Do I need to retain data?
At first sight you would appear to be quite safe because the regulations do not apply to everyone. Check out regulation 10(1):
10.—(1) These Regulations do not apply to a public communications provider unless the provider is given a notice in writing by the Secretary of State in accordance with this regulation.
So until you get that letter from the Secretary of State (or some nice minion working on her behalf) you need to do nothing. But hang on, the Secretary of State would appear to have given herself a rather bigger job than anticipated, still in regulation 10:
(2) The Secretary of State must give a written notice to a public communications provider under paragraph (1) unless the communications data concerned are retained in the United Kingdom in accordance with these Regulations by another public communications provider.
So she must give that notice. Notice in passing that there's no particular penalty on her for failing to do so, so the only way to make her would be to bring proceedings for judicial review. An unlikely eventuality.
But am I really a public communications provider?

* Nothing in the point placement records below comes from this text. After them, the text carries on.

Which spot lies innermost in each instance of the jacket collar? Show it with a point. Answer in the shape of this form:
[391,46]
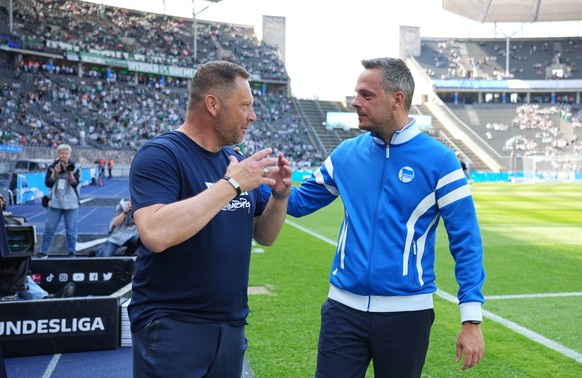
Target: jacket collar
[401,136]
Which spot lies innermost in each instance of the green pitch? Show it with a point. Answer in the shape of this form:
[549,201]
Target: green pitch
[532,236]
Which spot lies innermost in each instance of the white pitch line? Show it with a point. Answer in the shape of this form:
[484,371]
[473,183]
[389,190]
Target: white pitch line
[51,366]
[549,343]
[489,315]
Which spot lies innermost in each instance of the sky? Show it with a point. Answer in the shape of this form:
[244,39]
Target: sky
[327,39]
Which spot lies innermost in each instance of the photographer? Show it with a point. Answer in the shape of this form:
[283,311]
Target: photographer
[62,177]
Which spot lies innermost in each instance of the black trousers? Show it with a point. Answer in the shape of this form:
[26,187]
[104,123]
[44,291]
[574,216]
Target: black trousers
[349,339]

Well the law on data retention is meant to be a paper chase for lawyers. "public communications provider" is defined in regulation 2(e):
(e) “public communications provider” means—
(i) a provider of a public electronic communications network, or
(ii) a provider of a public electronic communications service;
and “public electronic communications network” and “public electronic communications service” have the meaning given in section 151 of the Communications Act 2003
So, turning to s.151 of the Communications Act 2003 we find that
“public electronic communications network” means an electronic communications network provided wholly or mainly for the purpose of making electronic communications services available to members of the public;
If you noticed that the s.151 also has a definition of what a "public communications provider" is and that its not quite the same as in the regulations. Well spotted. You will not find transparency or consistency here.
So it looks from s.151 very much like an open wifi, or a wifi supplied to customers in a cafe or other site is a "public communications provider". The Secretary of State will be busy.

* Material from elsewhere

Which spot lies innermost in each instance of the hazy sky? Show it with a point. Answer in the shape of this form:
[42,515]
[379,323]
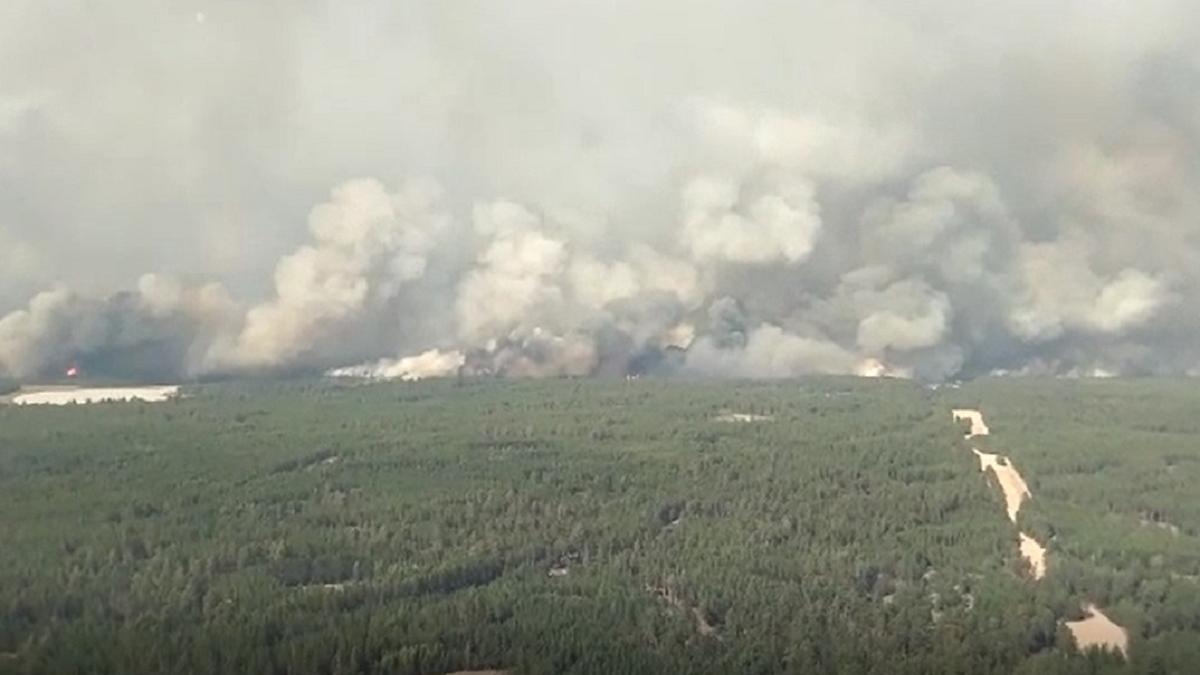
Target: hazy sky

But hang on, does that mean I have to get ID from customers?
Well, if I'm right and if the Secretary of State did decide to comply with her statutory duty would that not make life really quite hard for (say) an internet cafe that does not check the identity of its customers?
Some comfort can be found in regulation 3:
- These Regulations apply to communications data if, or to the extent that, the data are generated or processed in the United Kingdom by public communications providers in the process of supplying the communications services concerned.
Notice that the regulations only apply to data that has been generated or processed. There's no obligation to create any data you don't already have.
That is just as well, if you check out the schedule to the regulations you will see that some of the data that is covered by the regulations doesn't seem to quite fit with the operation of many cybercafes etc that I know.
But that won't quite work as an answer. Some of the cybercafe's kit probably does at least process data mentioned in paragraph 13(1) of the schedule.
(a) The date and time of the log-in to and log-off from the internet access service, based on a specified time zone,
So it appears that if the regulations mean what they appear to say and an open wifi provider gets a regulation 10 notification they are going to have to keep 12 months' of data which would be a real pain. I promise not to tell the Secretary of State where you live.